豊洲タワマンで内縁夫に3歳息子を虐待され殺された母が書いた「育児本」の中身

豊洲タワマンで内縁夫に3歳息子を虐待され殺された母が書いた「育児本」の中身

都内屈指の人気を誇る豊洲のタワマンでも、虐待によって幼い命が失われた(※写真はイメージ)

 都内屈指の人気を誇る豊洲のタワマンでも、虐待によって幼い命が失われた。容疑者の男と、我が子を亡くした母親は内縁関係にあり、共に大手企業に勤めるセレブ族。しかも彼女は育児をする親の間では、知る人ぞ知る存在だったという。

 まだ3歳の隆太郎くんを死に至らしめたとして、今月3日に警視庁が傷害致死容疑で逮捕したのは、大手重工業・IHIの社員、渡辺雄二容疑者(34)である。

 未だに容疑を否認し続けているが、まずは事件の概要を振り返っておきたい。

 社会部記者によれば、

「9月28日、渡辺容疑者は亡くなった幼児が風呂で浮いていると消防に通報して、救急隊員が駆けつけた時には心臓マッサージを施していた。ところが、のちの司法解剖で肺には水ではなく多量の血が溜まっていたことから、死因は腹部への暴行だと警察が断定。溺死を装った男を逮捕したのです」

 技術系の正社員として入社した渡辺容疑者は、4年前から同社の昭島事務所(東京・昭島市)に配属された。ジェットエンジンの整備マニュアルを作成していたが、昨年から育児休暇を取得中。前妻との間に儲けた長男と共に、内縁関係となった女性の住むタワマンで、今年の春から隆太郎くんと4人で暮らしていた。


■「近所のアイドル」


 不幸なことに、事件当日は男児の母・平石桃子さん(34)が海外出張で不在だった。北米に本社を持つIT企業の日本法人に籍を置く彼女は、世界を飛び回っていたのだ。気丈にも、彼女は事件を受けコメントを出したが、報じられた中で目を引くのは次の一節だ。

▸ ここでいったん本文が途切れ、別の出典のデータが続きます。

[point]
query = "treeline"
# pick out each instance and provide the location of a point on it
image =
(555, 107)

〈私が出張に行かなければ、(中略)息子と2人で暮らしていれば、ああしていれば、こうしていれば…。何かひとつでも変えていれば、今も息子は私の腕の中に居てくれたのではないか〉

 自責の念に駆られるのも無理はない。彼女の亡き息子へ注ぐ愛情は格別で、実は2年前に育児をテーマにした本を出版していたのだ。

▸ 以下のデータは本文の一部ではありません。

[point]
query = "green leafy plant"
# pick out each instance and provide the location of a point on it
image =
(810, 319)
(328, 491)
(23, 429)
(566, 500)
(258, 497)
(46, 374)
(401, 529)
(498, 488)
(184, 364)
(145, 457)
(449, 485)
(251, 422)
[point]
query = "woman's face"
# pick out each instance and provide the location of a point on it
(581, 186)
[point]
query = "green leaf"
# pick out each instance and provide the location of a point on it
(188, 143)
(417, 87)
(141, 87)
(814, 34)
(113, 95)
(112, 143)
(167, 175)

「彼女は、インスタで息子との日々をイラストとともに綴り、フォロワー数は10万超。それをまとめた初の著書『色気は分娩台に置いてきました。』では、育児の忙しさからヒゲを生やしっぱなしにしてしまうなど、クスリと笑える視点が同世代の親たちを中心に共感を集め、発売後も増刷を重ねました」(出版関係者)

 当時の2人を知る住民はこう振り返る。

「保育園の帰り道、よく親子で手を繋ぎながら歌を歌って帰ってきてね。階段をよいしょ、よいしょって言いながら登る姿が可愛くて、近所のアイドルでした」

 本の内容通り、忙しくも幸せな日々を過ごしていた母子は、その後に渡辺容疑者と出会い、悲劇が起きた。

「東京家族ラボ」を主宰する家族問題コンサルタントの池内ひろ美氏が言う。

「容疑者の男性からすれば、自分の子供の母親になってくれる女性を求めて同居したのに、家事や育児の負担が増えて逆切れを起こしてしまったのかもしれません。一般的な傾向として、連れ子のいる男性だからといって、他人の子の世話まで慣れている人物は決して多くない。シングルマザーの女性は、その点を慎重に見極める必要があります」

 母親の代理人弁護士に取材を申し込んだが、

「何もお答えできません」

 と言うばかり。彼女の信頼を裏切った容疑者は、潔く真相を語るべきだろう。